Au départ, tous les humains étaient du groupe A+. Pour être bien honnête, si vous étiez de n’importe quel autre groupe, vous étiez un mutant ou, comme j’aime croire en ce qui me concerne (je suis O-), plus évolué. Des centaines de milliers d’années à lutter contre notre ennemi, le parasite du paludisme (aussi appelé « malaria »), ont chassé cet antigène de nos globules rouges. Dans la « ceinture du paludisme » de l’Afrique subsaharienne, 80 pour cent des gens sont de groupe O. Il y a des maladies plus courantes chez les individus du groupe O et d’autres qu’on observe plus souvent chez les gens du groupe A. Par exemple, les gens du groupe O sont moins frappés par le cancer de l’estomac et du pancréas, mais font plus souvent des hémorragies. Ces différences demeurent un mystère.

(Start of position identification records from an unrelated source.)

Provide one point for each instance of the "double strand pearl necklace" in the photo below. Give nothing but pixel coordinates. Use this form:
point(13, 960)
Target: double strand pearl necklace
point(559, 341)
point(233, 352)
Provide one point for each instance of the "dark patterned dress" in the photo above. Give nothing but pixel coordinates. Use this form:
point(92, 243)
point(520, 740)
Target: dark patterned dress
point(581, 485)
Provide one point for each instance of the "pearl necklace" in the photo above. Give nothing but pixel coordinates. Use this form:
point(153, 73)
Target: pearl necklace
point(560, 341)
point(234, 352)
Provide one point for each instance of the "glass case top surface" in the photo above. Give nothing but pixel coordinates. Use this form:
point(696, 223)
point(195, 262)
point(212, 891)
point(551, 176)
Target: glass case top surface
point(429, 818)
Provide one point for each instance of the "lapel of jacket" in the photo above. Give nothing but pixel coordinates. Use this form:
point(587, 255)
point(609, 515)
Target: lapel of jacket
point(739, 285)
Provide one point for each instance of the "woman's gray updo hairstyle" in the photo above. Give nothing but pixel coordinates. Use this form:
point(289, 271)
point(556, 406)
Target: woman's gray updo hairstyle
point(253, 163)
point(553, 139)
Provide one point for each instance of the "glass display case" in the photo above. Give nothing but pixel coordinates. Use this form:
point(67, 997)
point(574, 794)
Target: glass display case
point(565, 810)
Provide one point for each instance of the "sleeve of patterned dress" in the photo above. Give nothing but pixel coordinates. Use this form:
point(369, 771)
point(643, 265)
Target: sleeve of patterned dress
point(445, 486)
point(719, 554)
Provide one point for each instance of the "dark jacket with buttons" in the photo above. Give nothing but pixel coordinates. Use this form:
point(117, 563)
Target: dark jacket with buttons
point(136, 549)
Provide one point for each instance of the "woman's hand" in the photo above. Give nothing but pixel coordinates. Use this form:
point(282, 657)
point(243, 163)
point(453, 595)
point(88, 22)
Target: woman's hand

Il y a eu une rivalité historique entre deux célèbres chercheurs anglais : George Garratty (1935-2014) et Peter Issitt. Le premier était du groupe O, et le second, du groupe A. Ils s’envoyaient l’un l’autre des documents démontrant la supériorité de leur groupe sanguin respectif. Garratty avait envoyé à Issitt un article disant que les individus du groupe O avaient un QI plus élevé, puis avait reçu d’Issitt un article décrivant la résistance des gens du groupe A à la peste. Était jointe à l’article une note : « Votre QI élevé ne vous sera pas d’un grand secours quand la peste reviendra. »
L’importance du rhésus
Les signes « + » et « – » qui accompagnent le groupe sanguin indiquent la présence ou l’absence de la protéine Rhésus D à la surface des globules rouges. Le Rhésus est le deuxième système sanguin dont nous devons tenir compte en médecine transfusionnelle. Cette protéine décorative sur les globules rouges est hautement immunogène. Environ quinze pour cent des personnes de type caucasien, sept pour cent des gens de descendance africaine et moins de un pour cent des Asiatiques ont un Rh négatif, ce qui signifie qu’ils n’ont pas cet antigène protéique. Chez les individus au Rh négatif, le gène D entier est supprimé. Nous n’avons aucune idée de ce qui a mené à l’élimination de ce gène et des raisons pour lesquelles son absence est si courante. Tout ce que je puis dire, c’est que cela crée beaucoup de travail pour les technologues des banques de sang et que nous devons avoir huit tiroirs de groupes sanguins au lieu de quatre.
Anti-D
Comme je l’ai déjà mentionné, l’antigène D est très immunogène, ce qui veut dire que dès la première exposition à une protéine étrangère, l’organisme déclenche une immunisation permanente contre cette protéine. Cette situation cause des ravages surtout pendant une grossesse. Toutes les femmes enceintes qui ont un Rhésus D- reçoivent du sang contenant des anticorps anti-D. Les anticorps dans le sang transfusé cachent les antigènes qui se trouvent sur la membrane des globules rouges du fœtus, lesquels circulent dans le sang de la mère. Sans ce traitement (un genre d’immunothérapie), les femmes D- détruiraient le sang de leur bébé, ce qui limiterait le nombre de grossesses qu’elles peuvent mener à terme. De nos jours, ce problème ne se pose plus vraiment, ce qui est un succès scientifique remarquable. C’est d’ailleurs grâce à cette percée scientifique que j’ai pu épouser l’homme que j’aimais sans me soucier du fait que son groupe sanguin (A+) est totalement incompatible avec le mien.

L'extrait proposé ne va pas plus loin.